To call it a three-way would be to belittle its riveting complexity and the tightly choreographed tactility and poetic text that make the moment mind-blowing.

By the point in play when these three characters converge onstage physically as if in a fine-tuned trio of passion, we have gotten to know them very well indeed: a black man nicknamed Large (DeLance Minefee), a Chinese woman named Grace (Jeena Yi) with whom Large has been in love (they met in their teens), and a white man named Riece (Ryan Barry) whom Large met in prison and also fell in love with.

In the entangled triangle that the actors perform, we witness Grace’s desire for Large:

His breath on my neck, hot and deep.
His soft, smooth touch against the warmth of my skin.
His warm, hungry mouth. Lips, teeth, tongue tracing, nibbling, licking.
His hands massaging, exploring the curves of my waist, down over the crease in my hips, down the length of my legs.

We witness Riece’s desire for Large:

My panting, anxious breath.

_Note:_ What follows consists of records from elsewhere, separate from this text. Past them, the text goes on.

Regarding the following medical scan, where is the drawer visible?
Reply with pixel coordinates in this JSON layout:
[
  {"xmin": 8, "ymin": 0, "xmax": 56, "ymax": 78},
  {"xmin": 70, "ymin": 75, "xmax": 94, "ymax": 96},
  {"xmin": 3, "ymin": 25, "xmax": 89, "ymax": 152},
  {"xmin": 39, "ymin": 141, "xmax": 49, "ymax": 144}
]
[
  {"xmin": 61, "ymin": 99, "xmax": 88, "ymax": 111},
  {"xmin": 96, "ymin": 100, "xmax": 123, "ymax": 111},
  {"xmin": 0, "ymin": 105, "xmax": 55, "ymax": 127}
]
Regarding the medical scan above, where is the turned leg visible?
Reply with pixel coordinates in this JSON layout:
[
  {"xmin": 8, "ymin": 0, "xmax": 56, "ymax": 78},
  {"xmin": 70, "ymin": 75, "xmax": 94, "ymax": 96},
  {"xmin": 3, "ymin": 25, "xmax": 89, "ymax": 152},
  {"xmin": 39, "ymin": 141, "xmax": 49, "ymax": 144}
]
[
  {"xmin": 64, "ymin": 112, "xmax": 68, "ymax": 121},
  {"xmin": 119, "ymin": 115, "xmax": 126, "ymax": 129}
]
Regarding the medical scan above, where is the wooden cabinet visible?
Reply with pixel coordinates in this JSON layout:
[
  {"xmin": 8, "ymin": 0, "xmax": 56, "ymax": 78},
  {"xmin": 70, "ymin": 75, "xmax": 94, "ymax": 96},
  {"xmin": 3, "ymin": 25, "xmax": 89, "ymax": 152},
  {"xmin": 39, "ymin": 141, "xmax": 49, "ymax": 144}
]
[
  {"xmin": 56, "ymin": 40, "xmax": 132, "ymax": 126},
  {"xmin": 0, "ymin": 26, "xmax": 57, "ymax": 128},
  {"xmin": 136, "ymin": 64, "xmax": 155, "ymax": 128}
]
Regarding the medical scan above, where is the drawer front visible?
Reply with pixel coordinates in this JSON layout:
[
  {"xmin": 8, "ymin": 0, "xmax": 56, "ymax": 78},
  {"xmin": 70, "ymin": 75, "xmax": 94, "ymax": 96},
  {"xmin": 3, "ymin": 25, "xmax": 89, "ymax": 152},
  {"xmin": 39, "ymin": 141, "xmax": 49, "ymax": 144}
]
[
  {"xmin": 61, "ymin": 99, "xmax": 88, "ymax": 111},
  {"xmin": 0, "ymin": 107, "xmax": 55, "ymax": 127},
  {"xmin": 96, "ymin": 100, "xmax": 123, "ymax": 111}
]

Shallow and eager.
My possessed, hurried hands grabbing, pulling.
My slobbering mouth slurping across his face and neck like a hungry bulldog.
Hands on pants, tugging, yanking, tearing them down.

We see Large torn torturedly between them:

Don’t –
Stop –
Please –
Don’t stop –

Twice during the play the actors entwine like this, with similar poetic language, and each time what amazes is that this is a metaphorical stage event only. It does not purport to be an actual scene in the characters’ narrative. Beckim’s story-theater-style script, full of direct address to the audience, guides us through a story as compelling as any one is likely to find in a 90-minute drama. It jumps back and forth in time but never loses us; it always tracks the character arcs with cliché-free specificity. And it is perfectly clear that Large and Grace have an explicit sexual relationship as do Large and Riece, but the three do not ever literally have a sexual encounter simultaneously. Yet through this stunning triadic enactment—voiced by Beckim, conceived by Director Michael John Garcés, and shaped in close collaboration with the actors—it as if we the audience are embraced into an empathic understanding of three character’s interior lives at a depth that theater rarely plumbs.

Set Designer Luciana Stecconi places the action on a slate-gray platform backed by great gates of steel lath that resound when slammed shut for the prison scenes like a cellblock on lockdown. Lighting Designer Dan Covey beams down bright white glare from a huge suspended panel as if the characters are under interrogation and we are privy to their truths. Sound Designer James Garver underscores the characters’ real world with otherworldly effects. Costume Designer Ivana Stack clothes the actors casually and practically. And the actors’ versatile portrayal of numerous supernumerary characters could not have occurred apart from Voice & Dialects Coach Gary Logan’s sharp ear.

In Lights Rise on Grace, the lives of three indelible characters braid together like an ever more taut rope that tugs at our hearts through the beautiful/sad ending when one of the strands lets go. Yet the exquisite memory of the eroticism that resonated between them persists. And like a beneficent illumination, Lights Rise on Grace sheds light on a unforgettable love story.